The First Step Toward Building a Safety Culture
By Shawn Casemore
July 7, 2021
By Shawn Casemore
Not sure about you, but if I had a nickel for every time someone in a plant had their safety glasses on top of their forehead, I’d be rich. That said, just because they may have forgotten to put their safety glasses back on doesn’t mean they don’t care about safety. There simply hasn’t been a recent trigger that has convinced them that their glasses are necessary protection.
The good news, however, is that you can make it a priority.
Typical approaches to safety are indirect. Employees are asked to read policies or listen to information about machine or personal safety, and then to take an action, such as wear personal protective equipment or operate equipment in a certain fashion. Often there is no “trigger” to influence them to take, and continue to take, safety precautions.
Consider, for example, our current situation amidst COVID-19. We’ve all been triggered by recent events to wash our hands feverishly, yet I predict that in a year’s time, our diligence around handwashing will have relaxed. It will take another significant reminder for most of us to maintain our handwashing diligence on a long-term basis.
Therefore, the question is, what kinds of triggers make safety an ongoing priority?

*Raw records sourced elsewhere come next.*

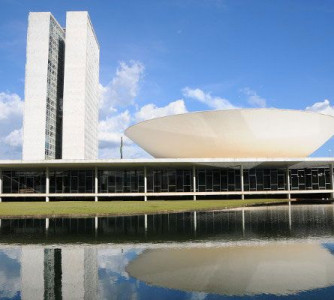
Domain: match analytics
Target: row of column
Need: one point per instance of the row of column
(194, 183)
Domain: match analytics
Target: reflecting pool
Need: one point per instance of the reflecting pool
(263, 253)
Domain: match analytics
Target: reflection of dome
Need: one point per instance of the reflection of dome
(274, 268)
(234, 133)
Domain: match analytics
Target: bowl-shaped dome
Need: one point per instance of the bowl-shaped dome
(234, 133)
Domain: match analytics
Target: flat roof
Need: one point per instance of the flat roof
(309, 162)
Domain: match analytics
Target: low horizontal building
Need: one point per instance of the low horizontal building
(146, 179)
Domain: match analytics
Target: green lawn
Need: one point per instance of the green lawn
(84, 208)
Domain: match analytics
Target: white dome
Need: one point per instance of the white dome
(234, 133)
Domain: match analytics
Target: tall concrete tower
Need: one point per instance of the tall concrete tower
(61, 88)
(81, 88)
(44, 85)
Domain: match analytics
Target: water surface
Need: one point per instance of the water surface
(263, 253)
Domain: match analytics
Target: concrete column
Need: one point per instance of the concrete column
(194, 183)
(96, 184)
(195, 222)
(96, 223)
(242, 182)
(145, 184)
(47, 185)
(290, 219)
(1, 185)
(331, 178)
(288, 183)
(145, 222)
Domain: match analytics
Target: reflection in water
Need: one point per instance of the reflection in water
(276, 268)
(255, 252)
(233, 225)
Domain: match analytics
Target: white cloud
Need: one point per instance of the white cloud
(206, 98)
(10, 104)
(14, 138)
(111, 129)
(323, 107)
(253, 98)
(151, 111)
(123, 88)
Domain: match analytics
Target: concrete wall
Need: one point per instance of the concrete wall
(80, 115)
(36, 86)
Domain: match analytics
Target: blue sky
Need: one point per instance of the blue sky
(161, 57)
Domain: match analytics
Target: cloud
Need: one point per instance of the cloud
(323, 107)
(111, 129)
(122, 90)
(151, 111)
(11, 111)
(10, 104)
(207, 98)
(14, 138)
(253, 98)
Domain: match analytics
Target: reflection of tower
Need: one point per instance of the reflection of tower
(80, 273)
(32, 273)
(52, 273)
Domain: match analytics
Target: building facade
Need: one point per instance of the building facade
(44, 84)
(166, 178)
(81, 88)
(61, 88)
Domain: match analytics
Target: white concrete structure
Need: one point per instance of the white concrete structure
(238, 178)
(242, 133)
(81, 88)
(61, 88)
(43, 87)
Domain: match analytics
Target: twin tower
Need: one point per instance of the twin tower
(61, 88)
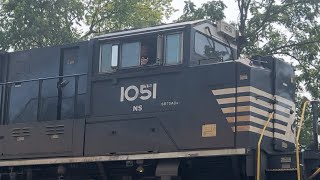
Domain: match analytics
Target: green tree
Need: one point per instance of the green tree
(212, 10)
(26, 24)
(105, 15)
(36, 23)
(286, 28)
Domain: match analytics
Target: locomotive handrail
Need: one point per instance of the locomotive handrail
(317, 172)
(47, 78)
(298, 137)
(259, 145)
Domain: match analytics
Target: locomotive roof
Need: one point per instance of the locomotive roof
(154, 28)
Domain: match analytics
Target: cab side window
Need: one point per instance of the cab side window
(173, 49)
(130, 54)
(105, 58)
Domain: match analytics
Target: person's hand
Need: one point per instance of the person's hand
(144, 60)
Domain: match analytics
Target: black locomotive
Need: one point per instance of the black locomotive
(166, 102)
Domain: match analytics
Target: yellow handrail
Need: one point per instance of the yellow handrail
(297, 139)
(315, 174)
(259, 146)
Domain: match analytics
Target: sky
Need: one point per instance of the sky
(231, 12)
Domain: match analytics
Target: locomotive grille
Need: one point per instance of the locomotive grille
(20, 133)
(55, 131)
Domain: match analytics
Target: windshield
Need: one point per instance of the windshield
(208, 48)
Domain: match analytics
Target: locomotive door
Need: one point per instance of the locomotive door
(32, 127)
(72, 85)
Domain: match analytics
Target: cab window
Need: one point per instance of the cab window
(144, 51)
(208, 48)
(130, 54)
(173, 49)
(105, 58)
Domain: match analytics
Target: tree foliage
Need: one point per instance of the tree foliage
(26, 24)
(286, 28)
(36, 23)
(111, 15)
(212, 10)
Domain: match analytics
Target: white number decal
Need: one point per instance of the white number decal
(144, 93)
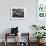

The answer? Continuously provide relevant examples that get people’s attention and trigger their desire to work safely. I’m not suggesting you need to put stricter policies or procedures in place, but rather use powerful examples that suggest why safety is important.
Here is an example.
When I learned to ride a motorcycle, during training there were several graphic videos that influenced my awareness of safety while riding, at least in the early years. As time has gone on, however, I’ve become less aware of my safety, until, invariably, I have some sort of experience that re-triggers my awareness. Maybe it’s a car cutting me off, or the rear tire slipping in the rain. It takes a trigger to reinvigorate my safety awareness.
What are some of the most powerful triggers?
Personal stories by other employees who have had an incident. Videos that demonstrate what can happen when safety precautions aren’t taken. Recent publication of safety incidents that describe the incident, the outcome, and the safety impact.
It may seem that getting employees involved or even interested in safety is somewhat of a challenge, and it is. However, when you use relevant and powerful triggers, you can get people’s attention, and, more importantly, their buy-in for why safety is everyone’s responsibility.